Poul Anderson – Die Tänzerin von Atlantis

Kidnapped in time: Von Atlantis zum Minotaurus

Vier unfreiwillige Zeitreisende finden sich wieder in einer Zeit, da noch der Minos in Kreta herrschte und Atlantis noch nicht untergegangen war: Duncan Reid, der Architekt aus dem 20.; Oleg, ein Wikinger aus Nowgorod aus dem 11.; Uldin, der Hunne aus der Ukraine aus dem 4. Jahrhundert; und Erissa, die minoische Stiertänzerin aus dem Jahr 1400 vor Christus – mitgerissen von einer verunglückten Zeitmaschine, deren Pilot ihnen unter den Händen stirbt.

Als sie einander sahen, schrien sie auf, doch dann schlossen sie sich zusammen, um sich zu behaupten – und die Zukunft der Welt zu sichern. Doch ist die Vergangenheit manipulierbar oder ist ihr Bemühen so vergeblich wie das Flattern eines Vogels im Käfig der Zeit..? (verlagsinfo)

Der Autor

Informationen über Poul Anderson

Poul Andersons Eltern stammten von eingewanderten Dänen ab. Poul, der vor dem Zweiten Weltkrieg kurze Zeit in Dänemark lebte, interessierte sich für diese Herkunft so sehr, dass er mehrere Romane an dem Schauplatz Skandinavien zur Zeit der Wikinger spielen ließ, darunter den vorliegenden, aber auch „Krieg der Götter“ und die Trilogie „The Last Viking“ (unübersetzt). Ansonsten ist Anderson für seine zahlreichen Science-Fiction-Romane bekannt, von denen „Brain Wave“ (1954) wohl der innovativste ist.

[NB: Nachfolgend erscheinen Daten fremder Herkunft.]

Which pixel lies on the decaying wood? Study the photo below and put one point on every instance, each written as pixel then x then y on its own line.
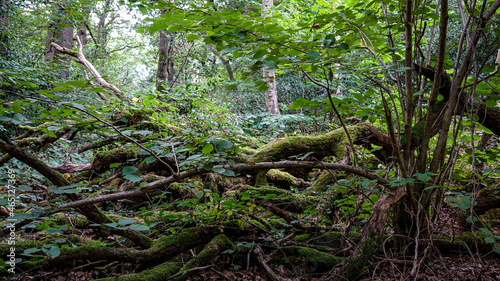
pixel 81 59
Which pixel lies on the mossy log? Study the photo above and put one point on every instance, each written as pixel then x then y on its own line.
pixel 311 260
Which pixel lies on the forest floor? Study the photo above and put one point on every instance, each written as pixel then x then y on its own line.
pixel 454 266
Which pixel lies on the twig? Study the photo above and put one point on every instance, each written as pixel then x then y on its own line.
pixel 266 267
pixel 188 271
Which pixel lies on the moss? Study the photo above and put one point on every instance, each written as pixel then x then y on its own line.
pixel 310 259
pixel 127 153
pixel 181 191
pixel 261 178
pixel 78 221
pixel 356 265
pixel 302 238
pixel 331 144
pixel 491 218
pixel 212 250
pixel 158 273
pixel 326 178
pixel 283 179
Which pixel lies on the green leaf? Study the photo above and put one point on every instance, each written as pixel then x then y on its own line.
pixel 489 240
pixel 30 251
pixel 312 56
pixel 200 194
pixel 490 103
pixel 192 37
pixel 16 106
pixel 303 103
pixel 228 173
pixel 133 178
pixel 219 170
pixel 207 149
pixel 259 54
pixel 139 227
pixel 27 84
pixel 52 252
pixel 127 170
pixel 76 83
pixel 126 221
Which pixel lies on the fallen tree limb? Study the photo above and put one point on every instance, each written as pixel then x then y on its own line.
pixel 237 168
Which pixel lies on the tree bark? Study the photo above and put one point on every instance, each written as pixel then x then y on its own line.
pixel 61 33
pixel 271 94
pixel 165 70
pixel 4 28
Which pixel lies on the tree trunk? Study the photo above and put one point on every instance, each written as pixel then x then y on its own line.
pixel 4 28
pixel 60 32
pixel 271 94
pixel 165 70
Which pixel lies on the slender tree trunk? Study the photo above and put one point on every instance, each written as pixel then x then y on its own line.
pixel 165 70
pixel 4 28
pixel 271 94
pixel 60 32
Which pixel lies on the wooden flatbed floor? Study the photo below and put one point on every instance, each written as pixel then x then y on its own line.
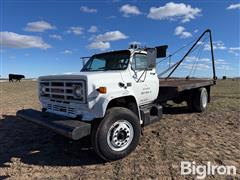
pixel 171 88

Der 1926 geborene Physiker, der schon 1947 zu veröffentlichen begann, starb 2001. Er ist Greg Bears Schwiegervater. Seine Werke hier aufzuzählen, würde den Rahmen sprengen, denn allein in der „Encyclopedia of Science Fiction“ ist sein Eintrag nicht weniger als sechs Spalten lang … Er gewann sieben |Hugo Awards| und drei |Nebula Awards|, viermal den |Prometheus Award|, den |Tolkien Memorial Award|, den |August Derleth Award| und 1978 den |Gandalf Grand Master Award| sowie 1997 den |Grand Master Award| der |Science Fiction and Fantasy Writers of America| und 2000 den |John W. Campbell Memorial Award| – mehr und Höheres kann man in diesen Genres fast nicht gewinnen.

Handlung

Der vierzigjährige Architekt Duncan Reid ist mit seiner ein Jahr jüngeren Frau Pamela auf der Überfahrt von Seattle nach Yokohama. Während der Amerikaner über seine wackelnde Ehe und die Unendlichkeit des Universums nachdenkt, erfasst ihn plötzlich ein Wirbel und entführt ihn in eine andere Dimension der Zeit …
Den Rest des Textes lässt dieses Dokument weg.